Skaneateles Lake 4/4 + Seneca Lake 4/5

Reports

Got out on my own for a couple days of scouting.  Here’s how things went:

Skaneateles Lake 4/4:  I figured the parking lot here would be packed with perch and walleye fishermen but was very surprised to only see two other vehicles in the lot when I arrived.  I fished from 1 pm until 5.  I spent most of the day throwing hair jigs and occasionally would try a bladebait or tube jig.  A hair jig will catch pretty much any species that swims in this lake.  I was hoping to encounter a walleye or two but just wound up catching around 1/2 dozen big perch.  My conditions were ok for around an hour or two and then they deteriorated.  I did a bit of exploration as well, fishing areas I hadn’t fished in a long time.  The walleye bite has been off and on here.  I didn’t encounter a single trout or salmon today, which historically for this time of year would have been very surprising – though not so much given what we’ve seen here over the past few years.

Seneca Lake out of Watkins Glen 4/5:  The good news here is that the Marina Bar and Grill has been bought (or leased) and will be turned into an Elmira Brewpub or something like that. I used to enjoy stopping over at the Bar and Grill after guiding out of Watkins Glen and was disappointed to see that it closed down for good after the end of last season.  They did good business there, but the owners/operators (I believe the City of Watkins Glen actually owns all that property) had had their fill after running in for a good dozen or more years.  Yes – time flies.

I had weird windy conditions with the northwest winds.  Much of the lake was like glass.  I scouted one area for salmon and then decided to try some lake trout jigging, which I hadn’t done around the mid-southern part of the lake in probably 9 or 10 years.  Once I found fish, I was impressed with the numbers on my graph, but as is often the case, they weren’t hitting or chasing jigs well.  According to one friend that fishes the southern half of Seneca Lake for lakers, the numbers are good but fish run small.  That’s my guess as to what was happening.  Young fish don’t chase jigs much.  I’m guessing either their swim bladder doesn’t allow it and/or their instincts are to stay close to the bottom for more security from predators.  I had one or two hits that I couldn’t connect with despite downsizing my jig body and jig head hook.

The good news is that these fish will grow up and within a year or two we should start seeing an improvement on this lake.  Once the laker population builds up, it will help to buffer lamprey attacks on other species as well as knock back the abundant alewives, which should result in hungrier trout as well as better yellow perch production on this lake.  Alewives are notorious for destroying perch populations.  Conesus Lake was probably the top perch lake in NY State for its size back in the 1960s and 1970s.  One illegal introduction of alewives destroyed the perch fishery there within a few years!

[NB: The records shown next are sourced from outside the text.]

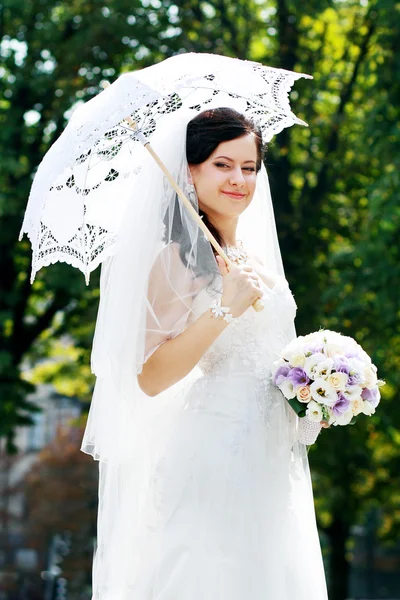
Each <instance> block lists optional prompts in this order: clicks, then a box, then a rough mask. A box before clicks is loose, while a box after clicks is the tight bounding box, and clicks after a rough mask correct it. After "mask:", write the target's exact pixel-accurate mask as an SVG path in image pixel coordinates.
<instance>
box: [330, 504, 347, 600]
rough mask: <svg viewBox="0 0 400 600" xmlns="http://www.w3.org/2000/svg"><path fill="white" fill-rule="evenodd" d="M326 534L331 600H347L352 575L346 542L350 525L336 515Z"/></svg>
mask: <svg viewBox="0 0 400 600" xmlns="http://www.w3.org/2000/svg"><path fill="white" fill-rule="evenodd" d="M326 532H327V534H328V537H329V541H330V558H329V600H346V599H347V598H348V585H349V575H350V565H349V563H348V561H347V559H346V541H347V538H348V536H349V532H350V525H349V523H347V522H346V521H344V520H343V519H342V518H341V517H340V516H338V515H334V519H333V522H332V524H331V526H330V527H329V528H328V529H327V531H326Z"/></svg>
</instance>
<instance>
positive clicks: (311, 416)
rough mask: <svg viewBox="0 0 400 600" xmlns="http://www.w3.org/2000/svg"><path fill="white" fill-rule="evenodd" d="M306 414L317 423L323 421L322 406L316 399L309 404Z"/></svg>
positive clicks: (312, 419) (306, 414) (307, 416)
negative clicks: (319, 404)
mask: <svg viewBox="0 0 400 600" xmlns="http://www.w3.org/2000/svg"><path fill="white" fill-rule="evenodd" d="M306 416H307V417H308V418H309V419H310V421H314V422H315V423H319V422H320V421H322V408H321V406H320V405H319V404H318V402H315V400H311V401H310V402H309V403H308V405H307V410H306Z"/></svg>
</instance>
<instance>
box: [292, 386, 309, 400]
mask: <svg viewBox="0 0 400 600" xmlns="http://www.w3.org/2000/svg"><path fill="white" fill-rule="evenodd" d="M296 397H297V400H299V402H304V403H305V404H307V402H310V400H311V391H310V386H309V385H302V386H301V387H299V388H297V390H296Z"/></svg>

Speaking of illegal introductions, will the morons ever stop?  More reports of walleyes are coming out of Keuka Lake.  I wish people would leave the fish introductions to DEC.  They don’t always get it right, but at least they have a clue.  What do the mouth-breathers that stock these fish think that the walleyes are going to eat?   The only remaining forage in that lake is more or less yellow perch and sculpins.  Alewives exist in small numbers.  The walleyes will basically crash the perch population eventually.   Rainbow trout there are already in peril, but walleye-guy doesn’t care about anything or anyone apart from himself.  We’ll wind up with small lake trout, pickerel, bass, a relatively small population of walleyes that very few people will catch and fewer and fewer perch – a fish that everyone loves to catch.  I’d bet a nickel to a dollar that the perch population is already starting to go down in Skaneateles Lake.  It’s not enough to have abundant walleyes in Otisco Lake, Conesus Lake, Honeoye Lake, Oneida Lake, Lake Erie, Lake Ontario, the St. Lawrence River, the Susquehanna River, Whitney Point Reservoir and so on.  Oh well…I guess you can’t have too many walleyes according to bonehead logic.

Anyways, I digress.  After finishing up with the lake trout, I tried a couple areas for salmon.  I was casting stickbaits in order to cover water fast.  Lo and behold, I had a follow and then a hit without a hookup in one area, so I broke out the 6-weight fly-rod and in short order finally nabbed a 16.5″ salmon.  Not big, but after 2 or 3 fishless trips on this lake, I’ll take it (I actually let it go.)  Great fight with some nice aerials!   My friend/client Pete lives on the lake near Watkins and my joke to him (after he finally trolled one up after maybe 20 hours of fishing) was that “Sorry to tell you this, but I caught the other salmon in Seneca Lake!”   Obviously there are some nice salmon around somewhere and over the past two years some beauties have been landed during the Memorial Weekend Derby.  There are some 10lb+ landlockeds swimming around in Seneca Lake.

Stable warm weather makes for good spring fishing.  If these warming trends continue – and they are supposed to, we should see some fair to good salmon/trout fishing over the next few weeks.  A few nice salmon are being caught on Cayuga Lake as well.